PHOTO
Smoke rises above residential buildings following recent shelling in the course of Ukraine-Russia conflict in Donetsk, Ukraine, August 24, 2022. REUTERS/Alexander Ermochenko
RIYADH - U.S. and Russian officials began talks in Saudi Arabia on Monday aimed at making progress towards a broad ceasefire in Ukraine with Washington eyeing a separate Black Sea maritime ceasefire deal before securing a wider agreement.
The talks, which followed U.S. negotiations with Ukraine in Saudi Arabia on Sunday, come as U.S. President Donald Trump intensifies his drive to end the three-year-old conflict after he last week spoke to both Ukrainian President Volodymyr Zelenskiy and Russian President Vladimir Putin.
A source briefed on the planning for the talks said the U.S. side was being led by Andrew Peek, a senior director at the White House National Security Council, and Michael Anton, a senior State Department official.

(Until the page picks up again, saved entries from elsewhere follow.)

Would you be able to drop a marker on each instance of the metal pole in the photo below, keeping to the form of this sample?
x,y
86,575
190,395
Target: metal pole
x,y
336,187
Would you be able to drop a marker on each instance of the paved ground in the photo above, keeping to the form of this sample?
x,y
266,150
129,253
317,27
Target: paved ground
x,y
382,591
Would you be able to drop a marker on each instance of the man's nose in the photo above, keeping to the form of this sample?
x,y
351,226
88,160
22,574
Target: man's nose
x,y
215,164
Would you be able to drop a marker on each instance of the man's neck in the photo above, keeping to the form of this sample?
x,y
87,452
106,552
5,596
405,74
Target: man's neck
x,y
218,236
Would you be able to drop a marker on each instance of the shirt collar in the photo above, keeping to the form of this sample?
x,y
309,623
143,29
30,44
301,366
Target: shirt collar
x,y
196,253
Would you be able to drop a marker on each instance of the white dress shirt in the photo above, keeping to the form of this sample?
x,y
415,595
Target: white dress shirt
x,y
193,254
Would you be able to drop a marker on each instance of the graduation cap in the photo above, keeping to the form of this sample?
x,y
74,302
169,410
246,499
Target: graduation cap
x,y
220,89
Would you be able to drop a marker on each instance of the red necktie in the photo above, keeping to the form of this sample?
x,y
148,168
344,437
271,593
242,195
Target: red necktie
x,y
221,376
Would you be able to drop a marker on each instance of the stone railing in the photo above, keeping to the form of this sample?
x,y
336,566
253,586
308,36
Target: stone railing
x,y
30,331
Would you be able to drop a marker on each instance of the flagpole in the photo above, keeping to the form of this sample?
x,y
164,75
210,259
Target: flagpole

The White House says the aim of the talks is to reach a maritime ceasefire in the Black Sea, allowing the free flow of shipping, though the area has not been the location of intense military operations in recent months.
Russia will be represented by Grigory Karasin, a former diplomat who is now chair of the Russian upper house of parliament's Foreign Affairs Committee, and by Sergei Beseda, an adviser to the director of the Federal Security Service, the main successor agency to the Soviet-era KGB.
The talks are taking place amid deep scepticism in some European countries and in Britain about whether Putin is ready to make meaningful concessions or will stick to what they see as his maximalist demands that do not appear to have changed since he sent tens of thousands of troops into Ukraine in 2022.
Trump, who has expressed broad satisfaction over the way talks have been going and who has been complimentary about Putin's engagement in the process so far, said on Saturday that efforts to stop further escalation in the Ukraine-Russia conflict were "somewhat under control".
White House national security adviser Mike Waltz told CBS' "Face the Nation" on Sunday that the U.S., Russian and Ukrainian delegations were assembled in the same facility in Riyadh.
Beyond a Black Sea ceasefire, he said, the teams will discuss "the line of control" between the two countries, which he described as "verification measures, peacekeeping, freezing the lines where they are."
He said "confidence-building measures" are being discussed, including the return of Ukrainian children taken by Russia.
Ukraine's defence minister, Rustem Umerov, the head of the Ukrainian delegation, said on Facebook that the U.S.-Ukraine talks included proposals to protect energy facilities and critical infrastructure.
U.S. special envoy Steve Witkoff, who met Putin in Moscow in early March, played down concerns among Washington's NATO allies that Moscow could be emboldened by a deal and invade other neighbours.
"I just don't see that he wants to take all of Europe. This is a much different situation than it was in World War Two, Witkoff told Fox News.
"I feel that he wants peace," Witkoff said of Putin.